La Lombardie, le Tessin et la santé des frontaliers
L’objectif déclaré de la « Taxe santé » proposée par la Lombardie est de freiner la perte de médecins, d’infirmières et de personnel de santé au profit des hôpitaux suisses, en particulier ceux du Canton du Tessin. Les ressources collectées devraient être utilisées pour financer des augmentations de salaire et des incitations pour le personnel travaillant dans les établissements de santé des zones frontalières, où les conditions économiques sont souvent plus avantageuses qu’en Italie.
La mesure ne concerne que les « anciens travailleurs frontaliers », c’est-à-dire ceux qui travaillaient déjà en Suisse avant l’entrée en vigueur du nouvel accord fiscal entre Rome et Berne en 2023. Il s’agit d’un groupe important, composé de dizaines de milliers de personnes qui continuent à être imposées exclusivement en Suisse selon le système des accords précédents.
Par ailleurs, la contribution prévue par la réglementation italienne devrait osciller entre 3% et 6% du revenu net, avec des taux fixés par les différentes régions, parmi lesquelles, toutefois, la Lombardie est la seule à avoir confirmé sa volonté de l’appliquer concrètement. En revanche, d’autres administrations potentiellement concernées par la taxe, dont le Piémont, la Vallée d’Aoste et la Province autonome de Bolzano, ont choisi de ne pas y adhérer.
La réaction du Canton du Tessin
Du côté suisse, le Canton du Tessin considère que la mesure adoptée par la Lombardie pour gérer la santé des frontaliers est incompatible avec les accords bilatéraux signés entre les deux États. Plus précisément, le Conseil d’État tessinois craint que la nouvelle contribution italienne ne remette en cause le principe d’imposition exclusive en Suisse prévu pour les frontaliers historiques.
Parmi les hypothèses mises sur la table pour contenir les problèmes et assouplir la réglementation, figure la suspension totale ou partielle des remboursements d’impôts pour les communes frontalières italiennes. Il s’agit d’une compensation financière prévue par les accords italo-suisses sur les travailleurs frontaliers, grâce à laquelle une partie des impôts payés par les travailleurs italiens en Suisse est transférée chaque année en Italie et redistribuée aux territoires frontaliers. Pour de nombreuses municipalités lombardes, ces fonds – que le Tessin a versés en milliards de francs au cours des dernières décennies – constituent un poste budgétaire important, utilisé pour les travaux publics, la mobilité et les services locaux.
La critique des syndicats
La proposition de la « taxe santé » a d’abord suscité des objections de la part des syndicats, qui considèrent que la contribution risque de se transformer en une double imposition. Selon les représentants des travailleurs frontaliers, la mesure serait également difficile à appliquer dans la pratique, puisque l’Italie ne dispose pas directement des données fiscales suisses nécessaires au calcul du revenu net des travailleurs.

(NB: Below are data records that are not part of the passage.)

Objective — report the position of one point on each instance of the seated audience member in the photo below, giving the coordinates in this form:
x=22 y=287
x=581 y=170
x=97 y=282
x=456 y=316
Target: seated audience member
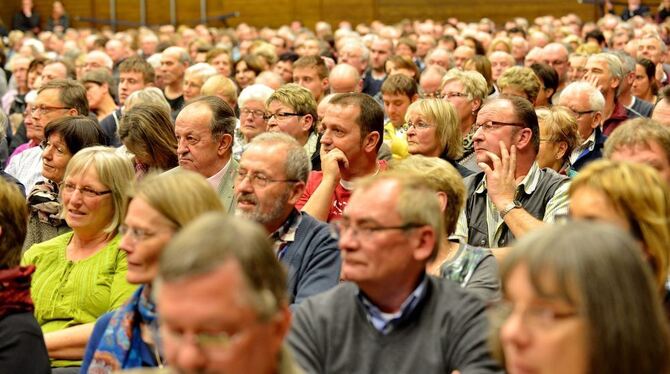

De son côté, le président du Gouvernement tessinois, Claudio Zali, a déclaré que le Canton serait prêt à réagir, arguant que le Tessin ne ferait que répondre à une prétendue violation des accords internationaux par l’Italie. Mais cette ligne dure ne convainc pas tout le monde, à tel point qu’Ignazio Cassis lui-même a appelé à la prudence, soulignant qu’une suspension unilatérale des transferts pourrait créer de nouvelles tensions diplomatiques avec Rome.
La question s’inscrit en effet dans un climat déjà délicat dans les relations entre l’Italie et la Suisse, où les dossiers liés aux frontaliers, à la fiscalité et à la coopération transfrontalière s’entremêlent depuis longtemps. En attendant, la confrontation pourrait se déplacer dans les prochains mois vers la commission mixte prévue par les accords bilatéraux, qui est appelée à traiter les éventuels litiges entre les deux Pays.